Robinia al Palazzotto

 

La robinia prende il nome dal francese Jean Robin, botanico, erborista e farmacista del re di Francia, che, nel 1601, ne ottenne i semi dall’America settentrionale. In Italia, venne introdotta circa due secoli più tardi, ed è solo da un secolo che questo albero ha assunto una certa importanza forestale.

È infatti una specie molto frugale, che si adatta a qualsiasi tipo di terreno. Col suo ampio apparato radicale è efficace nelle opere di consolidamento delle pendici franose e instabili, che colonizza emettendo polloni e diffondendosi dove nessuna altra specie di albero vivrebbe.

Purtroppo è un albero assai invadente, che spesso tende, dove viene introdotto, a espandere la propria presenza a scapito delle specie spontanee.

Alcune varietà di R. pseudoacacia selezionate, come la ‘Bessoniana’ e la ‘Monophilla’, sono ottime per le alberature stradali.

I fiori bianchi in grappoli profumati sono appetiti dalle api, che ne producono un miele monofloro, chiaro e fluido, molto apprezzato.
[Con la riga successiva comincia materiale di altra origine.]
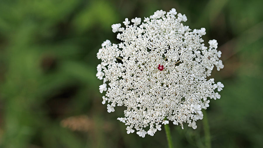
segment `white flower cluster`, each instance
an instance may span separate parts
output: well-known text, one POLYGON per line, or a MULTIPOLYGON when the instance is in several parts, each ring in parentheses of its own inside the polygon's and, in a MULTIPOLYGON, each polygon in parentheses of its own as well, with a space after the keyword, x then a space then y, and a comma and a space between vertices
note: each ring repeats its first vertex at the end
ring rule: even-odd
POLYGON ((113 32, 120 32, 117 38, 122 42, 112 45, 107 40, 97 54, 102 62, 96 76, 103 79, 100 91, 106 92, 102 103, 107 103, 109 112, 116 105, 127 107, 124 117, 117 119, 125 123, 128 134, 135 130, 142 137, 153 136, 169 120, 195 129, 202 109, 209 106, 207 98, 220 98, 214 90, 224 85, 206 79, 214 66, 218 70, 224 67, 216 40, 205 47, 201 38, 205 29, 191 30, 181 23, 187 20, 185 15, 177 14, 174 8, 161 10, 141 24, 136 18, 130 25, 125 19, 125 28, 113 24, 113 32))

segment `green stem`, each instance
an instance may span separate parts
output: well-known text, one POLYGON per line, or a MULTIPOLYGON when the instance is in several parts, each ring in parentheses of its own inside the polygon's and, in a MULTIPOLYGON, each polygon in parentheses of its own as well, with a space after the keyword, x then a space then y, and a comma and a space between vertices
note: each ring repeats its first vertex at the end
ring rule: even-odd
POLYGON ((169 125, 167 124, 164 125, 165 133, 166 134, 166 137, 167 138, 167 141, 168 142, 168 146, 169 148, 174 147, 173 145, 173 142, 172 141, 172 136, 171 136, 171 132, 170 131, 170 128, 169 125))
POLYGON ((209 125, 207 120, 206 111, 205 110, 204 110, 203 111, 203 114, 204 114, 204 118, 202 120, 204 126, 204 132, 205 133, 205 147, 211 148, 211 138, 210 132, 209 131, 209 125))

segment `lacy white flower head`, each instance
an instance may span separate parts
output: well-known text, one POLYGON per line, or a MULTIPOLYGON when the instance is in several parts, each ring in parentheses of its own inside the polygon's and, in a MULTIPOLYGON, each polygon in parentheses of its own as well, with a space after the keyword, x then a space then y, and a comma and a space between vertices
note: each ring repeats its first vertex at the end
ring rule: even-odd
POLYGON ((169 120, 195 129, 202 109, 209 107, 207 98, 221 97, 215 91, 224 85, 207 78, 215 66, 218 70, 224 67, 216 40, 205 46, 205 29, 191 30, 181 22, 187 20, 185 15, 177 14, 174 8, 158 10, 143 21, 125 18, 125 28, 113 24, 121 42, 107 40, 97 54, 102 61, 96 76, 103 81, 99 89, 106 93, 102 103, 109 112, 116 105, 127 107, 117 119, 128 134, 136 130, 142 137, 153 136, 169 120))

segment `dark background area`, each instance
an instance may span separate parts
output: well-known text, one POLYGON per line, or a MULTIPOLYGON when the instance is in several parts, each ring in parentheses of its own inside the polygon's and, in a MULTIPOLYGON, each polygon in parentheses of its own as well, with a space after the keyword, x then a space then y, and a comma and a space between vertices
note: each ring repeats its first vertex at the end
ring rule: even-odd
MULTIPOLYGON (((263 147, 263 1, 1 0, 0 147, 165 147, 165 130, 126 133, 103 105, 96 53, 111 25, 173 8, 190 28, 214 39, 224 68, 211 77, 225 87, 207 113, 212 147, 263 147)), ((197 128, 170 124, 176 147, 204 147, 197 128)))

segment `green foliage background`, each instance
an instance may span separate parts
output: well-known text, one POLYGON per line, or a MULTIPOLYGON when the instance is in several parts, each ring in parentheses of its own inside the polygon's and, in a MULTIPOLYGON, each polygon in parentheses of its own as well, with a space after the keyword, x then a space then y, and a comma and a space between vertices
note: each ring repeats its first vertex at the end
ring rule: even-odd
MULTIPOLYGON (((95 76, 102 42, 117 43, 113 24, 172 8, 191 29, 215 39, 225 67, 211 76, 225 87, 211 100, 212 147, 263 147, 263 1, 0 1, 0 147, 165 147, 165 130, 127 134, 117 108, 101 103, 95 76), (61 126, 86 115, 88 130, 61 126)), ((77 121, 77 123, 78 123, 77 121)), ((193 130, 170 125, 176 147, 204 147, 201 121, 193 130)), ((163 128, 163 127, 162 128, 163 128)))

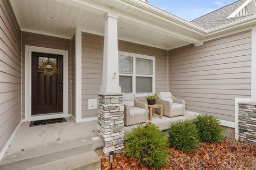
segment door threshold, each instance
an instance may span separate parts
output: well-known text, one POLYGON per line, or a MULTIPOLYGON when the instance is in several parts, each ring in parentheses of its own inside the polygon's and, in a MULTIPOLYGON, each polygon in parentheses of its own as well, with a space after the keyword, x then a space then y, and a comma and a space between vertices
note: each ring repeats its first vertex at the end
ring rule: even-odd
POLYGON ((38 114, 37 115, 31 115, 31 117, 37 117, 40 116, 47 116, 47 115, 53 115, 57 114, 63 114, 63 112, 57 112, 57 113, 45 113, 45 114, 38 114))
POLYGON ((39 121, 46 119, 68 117, 71 116, 71 114, 65 114, 64 113, 53 113, 50 114, 44 114, 37 115, 32 115, 28 119, 24 120, 24 122, 39 121))

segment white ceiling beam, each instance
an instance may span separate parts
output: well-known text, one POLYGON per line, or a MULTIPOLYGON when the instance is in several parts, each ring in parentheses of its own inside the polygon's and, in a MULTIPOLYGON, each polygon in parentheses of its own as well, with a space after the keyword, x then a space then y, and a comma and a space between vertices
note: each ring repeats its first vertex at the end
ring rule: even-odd
POLYGON ((113 12, 116 13, 118 16, 125 18, 131 21, 133 21, 148 27, 148 28, 151 28, 153 29, 157 29, 158 31, 161 30, 164 32, 166 35, 172 37, 188 42, 191 44, 200 44, 202 41, 197 38, 195 38, 191 36, 188 36, 186 34, 183 34, 179 32, 176 31, 171 30, 166 27, 164 27, 161 26, 158 26, 155 23, 153 23, 148 21, 146 21, 138 17, 133 16, 132 15, 127 14, 122 11, 118 11, 115 9, 107 7, 102 4, 97 3, 91 1, 82 1, 82 0, 56 0, 60 2, 62 2, 66 4, 68 4, 70 6, 75 6, 77 8, 79 8, 84 10, 88 11, 90 9, 91 11, 95 13, 97 12, 100 13, 100 11, 102 13, 113 12))

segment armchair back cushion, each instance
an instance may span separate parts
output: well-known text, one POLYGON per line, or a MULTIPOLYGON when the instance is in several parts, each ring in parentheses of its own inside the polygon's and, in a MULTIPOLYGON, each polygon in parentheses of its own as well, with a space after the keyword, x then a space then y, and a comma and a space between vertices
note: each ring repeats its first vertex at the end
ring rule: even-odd
POLYGON ((134 97, 132 93, 125 94, 123 98, 124 105, 128 105, 129 107, 134 107, 134 97))
POLYGON ((167 92, 159 92, 160 97, 165 101, 171 101, 173 103, 173 100, 172 98, 172 95, 170 91, 167 92))

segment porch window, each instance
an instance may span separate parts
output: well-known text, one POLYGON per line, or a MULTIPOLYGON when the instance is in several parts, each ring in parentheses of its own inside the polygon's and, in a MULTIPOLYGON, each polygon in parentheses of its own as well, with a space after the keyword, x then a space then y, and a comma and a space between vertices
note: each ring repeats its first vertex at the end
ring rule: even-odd
POLYGON ((137 96, 155 93, 155 57, 119 52, 119 82, 122 92, 137 96))

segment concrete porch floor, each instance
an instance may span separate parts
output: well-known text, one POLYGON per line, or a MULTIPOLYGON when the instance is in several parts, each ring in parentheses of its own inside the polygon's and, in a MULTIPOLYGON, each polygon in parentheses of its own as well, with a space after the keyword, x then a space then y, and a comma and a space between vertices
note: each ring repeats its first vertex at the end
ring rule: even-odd
MULTIPOLYGON (((152 122, 165 130, 171 122, 193 120, 197 114, 186 111, 181 116, 163 116, 161 119, 159 115, 154 114, 152 122)), ((66 123, 34 127, 29 127, 29 122, 21 123, 0 165, 90 143, 93 143, 95 149, 103 146, 103 140, 97 134, 98 120, 76 123, 71 117, 66 120, 66 123)), ((125 134, 136 126, 125 126, 125 134)))

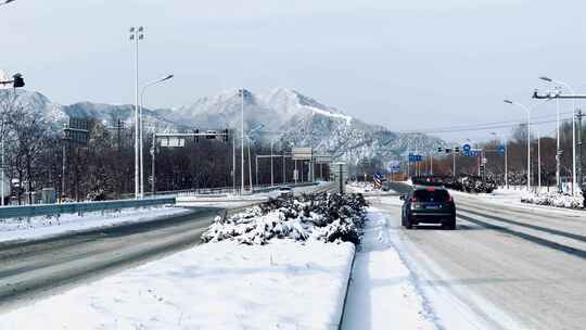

Nelle campagne, si fa anche un tradizionale uso culinario di questi fiori: quando non sono ancora completamente sbocciati vengono preparati in frittata o in frittelle, cui conferiscono il caratteristico profumo. I fiori hanno anche un’azione medicinale calmante.

II legno è duro, elastico, resistente all’umidità

Le foglie sono alterne. Ciascuna ha 11 -15 foglioline picciolate, ovali e glabre, con piccoli mucroni agli apici; sono verdi-bluastre inferiormente.

I fiori profumati sono riuniti in racemi.

In autunno, i legumi lisci e bruni si fendono per liberare i semi neri, reniformi. I legumi pendono dall’albero in racemi per tutto l’inverno.

La corteccia bruna o grigia è solcata e nodosa.